El ruido de los frenos generalmente proviene de la vibración en la interfaz de fricción. El chirrido suele ser una vibración de alta frecuencia, mientras que el traqueteo puede ser un efecto de agarre/liberación de menor frecuencia. Las causas comunes incluyen forros vidriados o contaminados, contacto desigual de las pastillas, desalineación, espacio de aire excesivo, pasadores o bujes desgastados que generan juego, y materiales de fricción que no coinciden con el diseño del freno. El sobrecalentamiento puede endurecer o vidriar las superficies, aumentando el ruido y reduciendo la estabilidad de la fricción.

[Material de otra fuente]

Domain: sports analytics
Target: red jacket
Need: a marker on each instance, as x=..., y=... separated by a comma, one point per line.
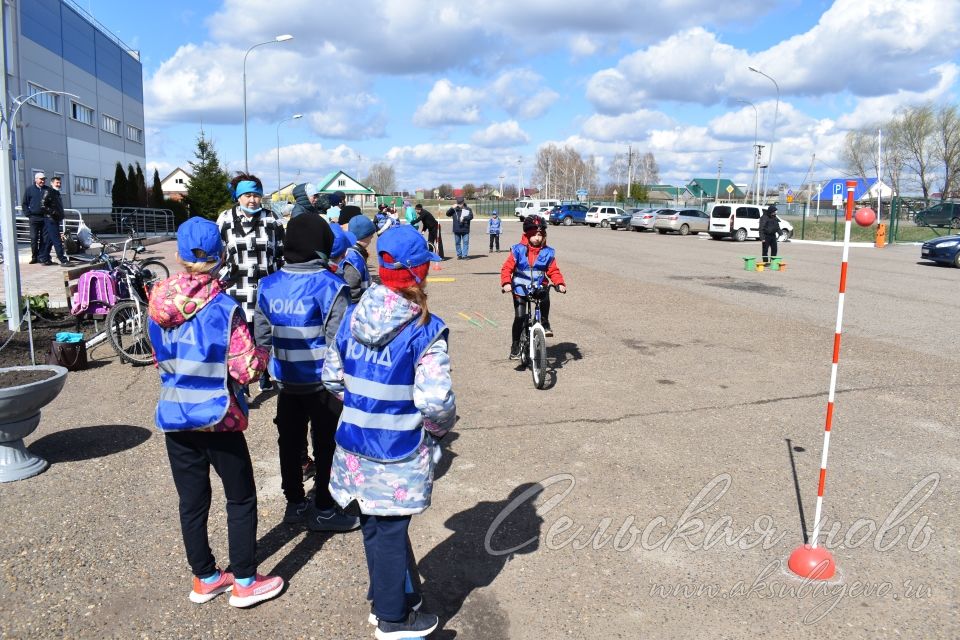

Para reducir el ruido, comience con una inspección: asegúrese de la alineación correcta, verifique que el contacto de las pastillas/zapatas sea uniforme, ajuste el espacio de aire/holgura según las especificaciones y revise que los sujetadores no estén sueltos. Reemplace los forros si están vidriados, agrietados o empapados en aceite. Confirme que el grado del material de fricción sea adecuado para la temperatura de operación y el ciclo de trabajo; los forros semi-metálicos a menudo se comportan de manera diferente a los tipos orgánicos.
Si el ruido persiste, considere causas a nivel del sistema: vibración torsional en la transmisión, discos deformados o presión de liberación inconsistente. Utilizar piezas de fricción OEM y mantener las holguras adecuadas son las soluciones más confiables a largo plazo.